ANELA CHOY: It's filled with animals, and they're not only moving up and down in the water column every day, forming the biggest migration on the planet, but they're also feasting upon one another.
JOYCE: For example, sea creatures that filter food out of the water, like larvaceans. They're the size of tadpoles, but they're called giant larvaceans because they build a yard-wide bubble of mucus around themselves. Scientists call them snot houses. The mucus captures floating plankton. That's the animal's food. And...
CHOY: We found small plastic pieces in every single larvacean that we examined from different depths across the water column.
JOYCE: Another filter feeder, the red crab, also contained plastic pieces - every one they caught. Choy has also looked beyond Monterey Bay and higher up the food chain. In the Pacific, she collected creatures called lancetfish - several feet long, huge mouths and lots of saber-sharp teeth. They're called the dragons of the deep.
CHOY: We've looked now at over 2,000 lancetfish, and we found that about 1 in every 3 lancetfish has some kind of plastic in its stomach. It's really shocking because this fish actually doesn't come to the surface as far as we know.
JOYCE: Showing that plastic has spread through the water column. Bruce Robison is an aquarium Research Institute senior scientist.

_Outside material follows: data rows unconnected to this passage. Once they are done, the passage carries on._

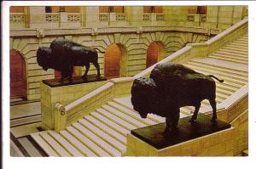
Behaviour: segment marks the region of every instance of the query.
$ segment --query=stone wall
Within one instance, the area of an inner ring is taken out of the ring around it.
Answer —
[[[137,33],[101,33],[98,35],[61,35],[61,30],[56,31],[56,35],[46,36],[44,31],[26,31],[27,35],[31,32],[36,32],[36,35],[26,37],[18,33],[20,31],[12,31],[10,37],[10,49],[19,51],[24,56],[26,63],[27,77],[27,99],[40,99],[40,82],[45,79],[54,78],[54,70],[49,69],[47,71],[38,65],[36,53],[38,47],[49,47],[50,42],[56,38],[70,39],[85,46],[94,46],[106,51],[107,48],[118,43],[124,47],[126,53],[125,64],[128,76],[134,76],[143,70],[146,69],[147,49],[149,44],[154,41],[160,41],[165,46],[166,56],[180,49],[187,42],[200,42],[208,39],[208,36],[200,33],[190,32],[173,32],[173,31],[155,31]],[[17,32],[17,33],[15,33]],[[46,31],[47,32],[47,31]],[[104,74],[104,54],[99,54],[99,64],[101,74]],[[122,65],[121,65],[122,67]],[[80,74],[84,72],[84,68],[79,70]],[[91,65],[89,74],[96,74],[96,70],[94,65]]]

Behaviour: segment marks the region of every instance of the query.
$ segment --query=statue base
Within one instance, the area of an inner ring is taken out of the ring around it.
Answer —
[[[212,115],[198,115],[196,122],[191,117],[179,120],[178,130],[166,136],[166,123],[132,130],[127,136],[128,156],[210,156],[232,155],[234,128],[217,121]]]
[[[96,75],[88,75],[87,79],[84,79],[82,76],[78,76],[72,77],[72,82],[69,82],[67,79],[65,79],[62,83],[61,78],[44,80],[43,82],[49,86],[50,87],[63,87],[63,86],[80,84],[80,83],[101,82],[106,80],[107,78],[103,76],[101,76],[101,79],[99,80],[97,79]]]

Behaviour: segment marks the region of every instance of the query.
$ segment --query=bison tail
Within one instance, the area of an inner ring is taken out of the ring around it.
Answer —
[[[214,76],[213,75],[208,75],[208,76],[216,79],[216,80],[218,81],[219,82],[224,82],[224,80],[220,80],[220,79],[218,79],[218,78],[217,78],[216,76]]]
[[[101,51],[100,49],[98,49],[97,48],[93,48],[93,49],[95,49],[96,51],[102,53],[102,54],[105,54],[105,52]]]

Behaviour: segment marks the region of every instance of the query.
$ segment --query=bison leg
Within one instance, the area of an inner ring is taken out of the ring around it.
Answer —
[[[189,120],[190,122],[195,122],[196,119],[197,119],[197,115],[198,115],[198,111],[201,106],[201,103],[197,104],[195,106],[195,111],[193,113],[192,118]]]
[[[101,79],[100,65],[97,62],[93,63],[93,65],[97,70],[97,79],[100,80]]]
[[[174,114],[172,115],[172,117],[166,117],[166,128],[165,130],[165,134],[168,134],[171,132],[177,132],[177,127],[179,120],[179,111],[176,111]]]
[[[89,70],[90,70],[90,63],[88,62],[85,64],[85,72],[83,75],[83,79],[87,79],[87,74],[88,74]]]
[[[210,102],[210,104],[211,104],[211,106],[212,108],[212,111],[213,111],[211,121],[215,122],[217,120],[216,101],[215,101],[215,99],[211,99],[211,100],[209,99],[209,102]]]

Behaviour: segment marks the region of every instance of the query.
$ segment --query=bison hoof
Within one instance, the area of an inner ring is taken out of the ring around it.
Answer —
[[[189,122],[195,123],[195,119],[191,118],[191,119],[189,120]]]
[[[217,121],[217,119],[216,119],[216,118],[212,118],[212,119],[211,120],[211,121],[212,121],[212,122],[216,122],[216,121]]]

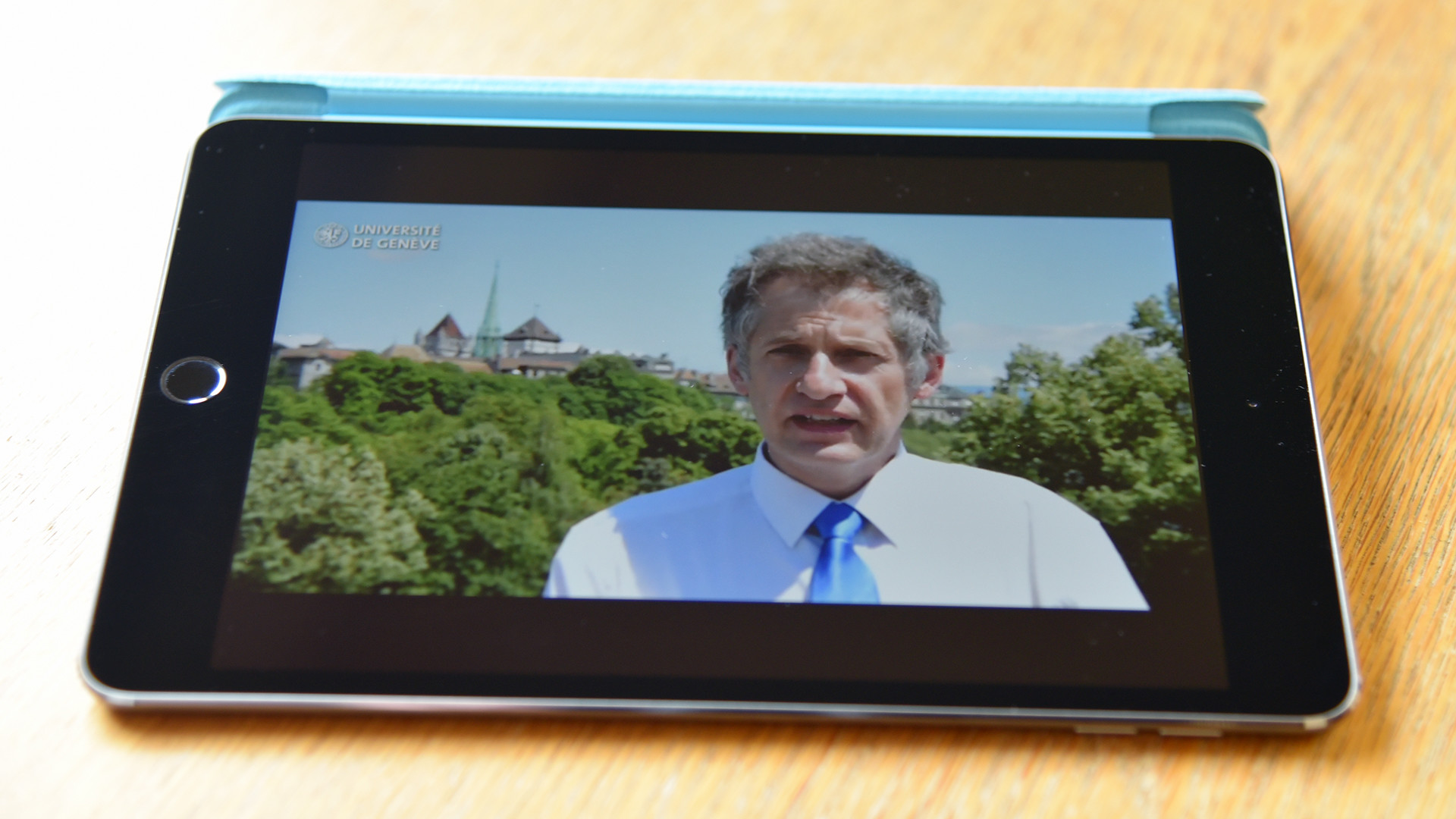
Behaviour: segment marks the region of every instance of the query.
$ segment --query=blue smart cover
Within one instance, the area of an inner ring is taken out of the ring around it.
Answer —
[[[1223,137],[1268,149],[1264,98],[1226,89],[1076,89],[258,74],[220,80],[211,121],[307,117],[728,131]]]

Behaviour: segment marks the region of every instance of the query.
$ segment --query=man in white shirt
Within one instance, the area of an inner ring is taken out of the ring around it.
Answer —
[[[933,281],[805,233],[754,248],[722,294],[757,458],[575,525],[545,596],[1147,609],[1067,500],[904,450],[910,401],[945,370]]]

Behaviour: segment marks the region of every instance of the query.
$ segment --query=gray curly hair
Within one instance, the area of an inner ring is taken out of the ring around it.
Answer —
[[[949,350],[941,334],[941,287],[932,278],[863,239],[795,233],[748,251],[724,281],[724,348],[738,351],[740,375],[748,373],[748,337],[763,316],[763,291],[783,277],[826,294],[852,287],[881,294],[911,389],[925,380],[929,357]]]

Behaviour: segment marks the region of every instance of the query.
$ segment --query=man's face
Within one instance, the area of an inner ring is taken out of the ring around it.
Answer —
[[[823,294],[785,278],[763,291],[747,357],[745,377],[729,350],[728,373],[753,405],[769,458],[830,497],[853,494],[894,458],[911,398],[933,393],[945,364],[933,357],[911,391],[878,293]]]

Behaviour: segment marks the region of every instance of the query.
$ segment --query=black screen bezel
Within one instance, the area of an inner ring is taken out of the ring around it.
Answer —
[[[265,366],[230,367],[229,389],[195,407],[167,401],[157,379],[185,356],[266,361],[300,157],[310,143],[1166,163],[1204,490],[1216,510],[1227,688],[211,667],[246,484],[246,458],[237,453],[250,453]],[[1344,701],[1351,683],[1321,475],[1277,172],[1243,143],[232,121],[204,134],[194,153],[87,666],[100,682],[130,691],[1319,714]]]

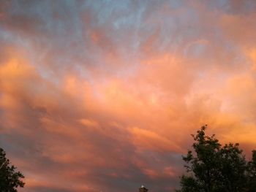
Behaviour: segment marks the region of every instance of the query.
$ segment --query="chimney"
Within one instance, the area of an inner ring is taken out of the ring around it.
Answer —
[[[139,192],[148,192],[148,189],[146,188],[145,188],[143,185],[141,186],[141,188],[140,188],[140,191]]]

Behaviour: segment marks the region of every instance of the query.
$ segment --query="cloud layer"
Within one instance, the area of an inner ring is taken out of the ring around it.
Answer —
[[[1,1],[0,147],[20,191],[172,191],[190,134],[255,148],[255,1]]]

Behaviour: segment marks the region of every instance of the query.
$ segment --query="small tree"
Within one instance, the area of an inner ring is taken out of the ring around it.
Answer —
[[[17,192],[17,188],[23,188],[25,183],[20,180],[24,176],[15,172],[16,167],[10,164],[2,148],[0,148],[0,191]]]
[[[222,146],[214,135],[206,135],[207,126],[192,135],[194,151],[189,150],[183,160],[187,174],[181,177],[181,192],[241,192],[248,191],[248,174],[255,178],[256,152],[248,169],[238,144]],[[255,190],[255,189],[254,189]]]

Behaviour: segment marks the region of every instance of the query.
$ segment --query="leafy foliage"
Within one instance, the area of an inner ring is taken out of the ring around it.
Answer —
[[[15,172],[16,167],[10,165],[10,160],[5,157],[5,152],[0,148],[0,191],[17,192],[17,188],[23,188],[25,183],[20,180],[24,176]]]
[[[206,135],[204,126],[192,135],[193,151],[183,160],[187,175],[181,177],[180,192],[256,191],[256,150],[247,162],[239,144],[219,144],[215,135]]]

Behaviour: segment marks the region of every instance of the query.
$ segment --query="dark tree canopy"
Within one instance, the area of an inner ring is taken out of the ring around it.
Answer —
[[[183,160],[187,174],[181,177],[180,192],[256,191],[256,151],[246,161],[239,145],[222,145],[215,135],[206,135],[207,126],[192,135],[193,151]]]
[[[5,155],[4,150],[0,148],[0,191],[16,192],[18,187],[24,186],[25,183],[21,180],[24,176],[15,171],[16,167],[10,164]]]

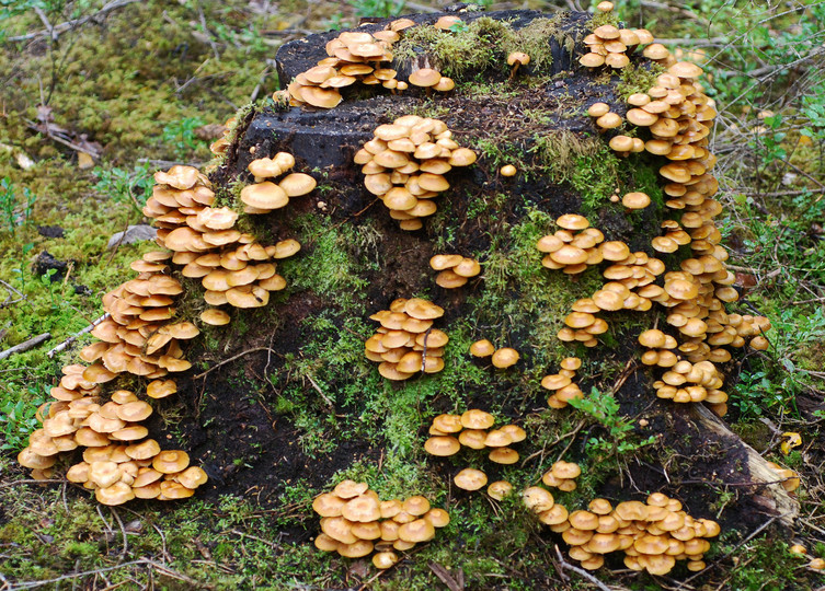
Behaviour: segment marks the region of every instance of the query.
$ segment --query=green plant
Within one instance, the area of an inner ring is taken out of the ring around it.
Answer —
[[[195,136],[195,129],[202,127],[204,120],[200,117],[184,117],[163,127],[162,139],[172,146],[176,158],[183,160],[187,152],[198,147],[199,140]]]
[[[131,202],[140,211],[147,199],[152,196],[154,181],[151,169],[150,164],[135,164],[131,172],[126,169],[96,166],[93,171],[98,177],[94,188],[115,201]]]
[[[630,440],[629,437],[633,432],[632,421],[619,414],[619,403],[611,394],[599,392],[595,387],[588,396],[571,399],[570,406],[589,415],[607,429],[609,439],[592,437],[587,441],[591,452],[615,455],[618,459],[619,455],[637,451],[656,440],[653,436],[641,441]]]
[[[25,447],[26,438],[41,425],[35,413],[46,399],[37,387],[30,385],[27,396],[12,395],[0,402],[0,450]]]
[[[8,176],[0,178],[0,210],[3,222],[9,232],[14,232],[18,225],[28,223],[37,197],[28,187],[23,187],[23,201],[18,204],[18,193]],[[22,209],[21,209],[22,208]]]
[[[392,16],[404,10],[404,0],[350,0],[356,16]]]

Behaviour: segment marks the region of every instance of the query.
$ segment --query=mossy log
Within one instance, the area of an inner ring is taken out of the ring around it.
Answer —
[[[438,16],[413,19],[429,23]],[[655,378],[638,362],[637,343],[641,331],[664,325],[655,308],[605,314],[610,331],[592,349],[555,338],[570,305],[604,279],[598,268],[571,278],[541,267],[535,243],[555,229],[553,220],[582,213],[607,240],[654,256],[651,239],[671,215],[656,177],[661,163],[650,154],[618,158],[607,148],[609,135],[600,134],[585,113],[588,105],[605,102],[623,115],[622,95],[649,80],[650,67],[639,62],[621,76],[580,67],[574,56],[589,33],[586,13],[461,15],[467,22],[482,16],[506,20],[514,30],[537,19],[551,21],[555,33],[546,38],[551,63],[528,68],[511,81],[503,56],[494,55],[483,71],[465,72],[447,95],[362,88],[330,111],[270,104],[240,117],[225,160],[211,173],[221,199],[239,205],[239,187],[253,182],[248,164],[278,151],[294,154],[295,170],[314,176],[319,187],[288,208],[243,220],[276,240],[297,237],[302,251],[279,265],[287,290],[252,321],[241,321],[244,331],[237,324],[230,333],[209,331],[213,350],[202,355],[219,361],[252,352],[182,389],[199,405],[200,425],[181,424],[181,429],[211,476],[205,488],[253,490],[262,501],[274,502],[293,482],[323,488],[335,472],[392,456],[393,465],[414,465],[433,477],[412,478],[411,487],[426,480],[446,490],[467,460],[427,459],[423,443],[429,420],[438,413],[480,407],[534,431],[519,450],[528,459],[518,464],[525,485],[537,482],[560,455],[553,444],[577,426],[564,457],[599,474],[591,493],[627,500],[664,490],[691,514],[719,519],[723,529],[752,530],[765,515],[790,524],[799,506],[755,450],[702,406],[655,397]],[[336,34],[284,46],[277,55],[283,84],[325,57],[324,44]],[[353,163],[378,125],[408,114],[440,118],[460,146],[479,154],[474,165],[447,174],[451,187],[437,199],[438,212],[414,232],[390,219]],[[518,174],[501,176],[503,164],[514,164]],[[649,193],[653,204],[628,212],[609,199],[631,190]],[[480,278],[456,290],[436,286],[428,260],[445,252],[478,258]],[[686,256],[677,252],[663,258],[676,269]],[[363,341],[375,328],[368,316],[396,298],[414,296],[446,311],[436,324],[451,338],[446,368],[391,383],[363,357]],[[481,338],[514,347],[520,361],[497,371],[472,360],[468,346]],[[609,439],[604,427],[583,427],[583,415],[572,408],[547,408],[541,376],[558,371],[571,355],[584,360],[582,390],[611,392],[633,421],[632,437],[654,436],[653,445],[616,463],[610,457],[599,462],[586,451],[586,441]],[[238,382],[239,373],[249,381]],[[500,466],[486,465],[491,480],[501,475]],[[611,474],[608,466],[621,466],[622,474]]]

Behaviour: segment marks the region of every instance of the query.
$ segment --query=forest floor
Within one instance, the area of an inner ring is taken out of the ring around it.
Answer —
[[[562,563],[545,561],[552,556],[547,544],[513,564],[497,558],[496,545],[519,547],[536,538],[535,524],[504,503],[496,525],[472,524],[460,561],[426,548],[406,567],[410,581],[385,584],[371,567],[332,559],[308,542],[312,489],[300,475],[311,454],[293,459],[295,483],[278,491],[277,502],[255,497],[254,473],[244,476],[245,495],[213,487],[173,508],[115,510],[65,482],[33,484],[15,456],[37,427],[36,408],[76,354],[71,347],[49,351],[102,315],[101,296],[126,279],[129,262],[148,250],[145,243],[110,248],[107,242],[146,223],[141,207],[152,173],[208,162],[220,125],[279,88],[274,56],[282,44],[355,25],[362,16],[437,3],[20,0],[0,3],[0,351],[47,336],[0,359],[0,590],[454,589],[439,565],[450,565],[454,576],[460,572],[477,589],[825,584],[807,568],[810,557],[825,558],[825,2],[742,7],[708,0],[701,11],[672,0],[616,3],[629,25],[650,28],[700,63],[718,103],[711,151],[719,157],[729,267],[748,310],[774,324],[770,348],[744,359],[737,383],[729,385],[725,420],[767,459],[800,473],[794,532],[766,520],[723,535],[707,558],[711,571],[698,581],[687,572],[637,577],[620,565],[585,579]],[[526,4],[489,8],[589,8]],[[322,327],[322,318],[317,322]],[[303,438],[301,449],[323,449],[323,441],[312,440],[316,426],[299,427],[279,432],[273,444],[286,449],[295,434]],[[791,433],[801,444],[783,448]],[[336,451],[347,465],[356,452],[358,460],[383,459],[379,450]],[[243,459],[237,467],[243,470]],[[328,476],[317,474],[312,483]],[[391,478],[389,487],[394,482],[403,488],[404,474]],[[736,493],[719,493],[721,514]],[[791,554],[792,544],[804,545],[809,557]]]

BRUCE ROBISON: The fact that plastics are so pervasive, that they're so widespread is a staggering discovery, and we'd be foolish to ignore that. Anything that humans introduce to that habitat is passing through these animals and being incorporated into the food web.
JOYCE: The results appear in the journal Nature Scientific Reports. Robeson says they reflect what's going on in Monterey Bay. But he adds 70 years of manufacturing plastic may have created a global ocean problem. Christopher Joyce, NPR News.